Matteo Scapini

Personal information
- Date of birth: 28 September 1983 (age 42)
- Place of birth: Bovolone, Italy
- Height: 1.85 m (6 ft 1 in)
- Position: Forward

Team information
- Current team: Team S. Lucia Golosine

Youth career
- Vicenza

Senior career*
- Years: Team / Apps / (Gls)
- 2003–2006: Vicenza / 0 / (0)
- 2003–2004: → SPAL (loan) / 10 / (0)
- 2004: → Belluno (loan) / 13 / (5)
- 2004–2005: → Valenzana (loan) / 21 / (6)
- 2005–2006: → Pro Vercelli (loan) / 15 / (2)
- 2006: → Valenzana (loan) / 8 / (2)
- 2006–2007: PortoSummaga / 12 / (3)
- 2007: → Montichiari (loan) / 9 / (3)
- 2007–2008: Cuneo / 31 / (22)
- 2008–2011: Verona / 31 / (3)
- 2009–2010: → Pro Vercelli (loan) / 30 / (3)
- 2010: Verona / 5 / (0)
- 2010–2011: Villafranca / 30 / (18)
- 2012–2013: Sambonifacese / 30 / (14)
- 2013–2015: Virtus Verona / 64 / (26)
- 2015–2016: Seregno / 29 / (14)
- 2016–2017: Varese / 26 / (12)
- 2017–2018: Ciserano / 4 / (0)
- 2018: Crema / 5 / (2)
- 2018–2019: Ciliverghe Mazzano / 11 / (1)
- 2019: GSD Ambrosiana / 18 / (5)
- 2019: Villafranca / 9 / (0)
- 2019–: Team S. Lucia Golosine

= Matteo Scapini =

Italian footballer

Matteo Scapini (born 28 September 1983) is an Italian footballer who currently plays for ASD Team S. Lucia Golosine.

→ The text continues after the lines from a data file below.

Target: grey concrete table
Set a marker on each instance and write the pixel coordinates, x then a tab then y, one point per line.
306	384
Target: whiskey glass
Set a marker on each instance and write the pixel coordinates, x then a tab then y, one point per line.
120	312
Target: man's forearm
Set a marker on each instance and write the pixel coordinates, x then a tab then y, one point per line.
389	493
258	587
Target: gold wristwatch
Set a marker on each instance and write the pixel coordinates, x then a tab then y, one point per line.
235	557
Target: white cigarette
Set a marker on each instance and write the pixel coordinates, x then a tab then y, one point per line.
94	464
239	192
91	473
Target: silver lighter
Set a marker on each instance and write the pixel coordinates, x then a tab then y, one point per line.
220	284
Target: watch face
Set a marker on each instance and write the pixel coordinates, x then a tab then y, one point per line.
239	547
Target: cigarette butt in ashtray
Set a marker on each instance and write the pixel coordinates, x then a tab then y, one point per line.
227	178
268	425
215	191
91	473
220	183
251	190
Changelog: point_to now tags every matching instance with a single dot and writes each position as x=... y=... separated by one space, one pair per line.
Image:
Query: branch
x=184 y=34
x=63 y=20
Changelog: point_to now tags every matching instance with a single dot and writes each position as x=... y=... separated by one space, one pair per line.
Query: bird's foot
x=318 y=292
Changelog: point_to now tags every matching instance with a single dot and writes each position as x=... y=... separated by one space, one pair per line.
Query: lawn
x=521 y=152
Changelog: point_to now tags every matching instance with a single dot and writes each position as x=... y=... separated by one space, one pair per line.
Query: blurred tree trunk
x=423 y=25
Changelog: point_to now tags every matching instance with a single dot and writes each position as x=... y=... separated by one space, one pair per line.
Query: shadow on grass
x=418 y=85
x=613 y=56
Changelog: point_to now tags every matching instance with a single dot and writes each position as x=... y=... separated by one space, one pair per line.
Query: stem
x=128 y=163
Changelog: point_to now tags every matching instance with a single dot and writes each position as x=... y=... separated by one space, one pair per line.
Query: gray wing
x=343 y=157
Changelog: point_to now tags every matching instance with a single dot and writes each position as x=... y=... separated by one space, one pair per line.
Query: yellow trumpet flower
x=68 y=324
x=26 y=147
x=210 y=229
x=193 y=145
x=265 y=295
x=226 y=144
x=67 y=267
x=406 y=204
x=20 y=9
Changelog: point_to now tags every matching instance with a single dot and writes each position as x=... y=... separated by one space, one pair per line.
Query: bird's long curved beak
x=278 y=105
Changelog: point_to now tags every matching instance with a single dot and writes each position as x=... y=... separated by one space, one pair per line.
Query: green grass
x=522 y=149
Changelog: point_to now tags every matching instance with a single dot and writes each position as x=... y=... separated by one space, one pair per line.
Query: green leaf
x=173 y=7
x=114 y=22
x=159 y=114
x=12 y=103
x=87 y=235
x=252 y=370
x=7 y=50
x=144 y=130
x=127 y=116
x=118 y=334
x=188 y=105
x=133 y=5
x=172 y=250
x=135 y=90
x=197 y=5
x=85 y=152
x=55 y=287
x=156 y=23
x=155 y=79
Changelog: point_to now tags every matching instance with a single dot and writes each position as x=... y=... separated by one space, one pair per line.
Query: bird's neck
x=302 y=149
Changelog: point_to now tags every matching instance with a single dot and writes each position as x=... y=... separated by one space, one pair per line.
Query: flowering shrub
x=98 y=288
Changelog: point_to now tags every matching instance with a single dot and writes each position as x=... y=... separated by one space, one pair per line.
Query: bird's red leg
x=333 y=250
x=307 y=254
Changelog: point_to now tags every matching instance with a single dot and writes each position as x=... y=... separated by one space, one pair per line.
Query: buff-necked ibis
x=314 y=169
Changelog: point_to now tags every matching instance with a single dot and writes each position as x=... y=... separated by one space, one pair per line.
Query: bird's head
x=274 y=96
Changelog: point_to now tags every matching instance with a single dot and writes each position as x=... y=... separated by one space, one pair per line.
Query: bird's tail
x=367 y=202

He spent his entire professional career in Italian Lega Pro divisions (ex- Serie C) and played for numbers of Veneto and Piedmont clubs.

==Biography==

===Vicenza & loans===
Born in Bovolone, the Province of Verona, Veneto, Scapini started his career at Veneto side Vicenza. In mid-2003 he left for SPAL and in January 2004 back to Veneto for Belluno. In July 2004 he left for Piedmont side Valenzana. In July 2005 he was transferred to Pro Vercelli, also in Piedmont and Serie C2. In January 2006 returned to Valenza, also from Serie C2/A.

===Portogruaro & Cuneo===
In August 2006 he was sold to Veneto side PortoSummaga in co-ownership deal. In January 2007 he was loaned to fellow Serie C2 Group A side Montichiari, which he played the both matches against PortoSummaga in relegation "play-out", as the losing side. In June 2007 Vicenza gave up the remain 50% registration rights but Scapini was sold to Serie C2/A side Cuneo in July (also a Piedmont side), after PortoSummaga reassigned to Group B. He scored a career record of 22 goals, over half of the team scored. However, Cuneo also relegated by losing the relegation "play-out" matches. He scored one goal and the team losing in 1–2 to Valenzana in aggregate. In June both clubs failed to agree the price on the remain 50% rights and they both submitted its figure to Lega Pro to decide. On 27 June Lega Pro announced that PortoSummaga acquired him.

===Verona===
However, he was sold to newly relegated Prima Divisione (ex- Serie C1) team Hellas Verona in July, in another co-ownership deal, his second Prima Divisione club since he left SPAL 4 1/2 years ago. He only able to score 3 league goals, and in June PortoSummaga gave up the remain 50% registration rights to Verona. In August he returned to Seconda Divisione for Pro Belvedere Vercelli, which also represented the comune of Vercelli. The team relegated and he only scored 3 goals. Despite the team later re-admitted to Seconda Divisione and renamed as Pro Vercelli, the team did not buy Scapini.

In 2010–11 season, he only added 4 more games to his Prima Divisione career. He also suspended 1 month and 10 days by FIGC for employed an un-registered agent Alessandro D'Amico during the suspension of Andrea D'Amico, both from the company P.D.P. srl, in his transfer to P.B. Vercelli; Verona won the promotion play-offs and Scapini was released along with Robert Anderson, Stefano Garzon and Andy Selva.

===Serie D===
From 2012 to 2020 he is played for many teams of Serie D (a part 2013–14 season with Virtus Verona in Serie C2, with 8 goals). The best year was with Villafranca, when he's scored 18 goals.

===Later career===
In December 2019, Scapini joined ACD Team Santa Lucia Golosine.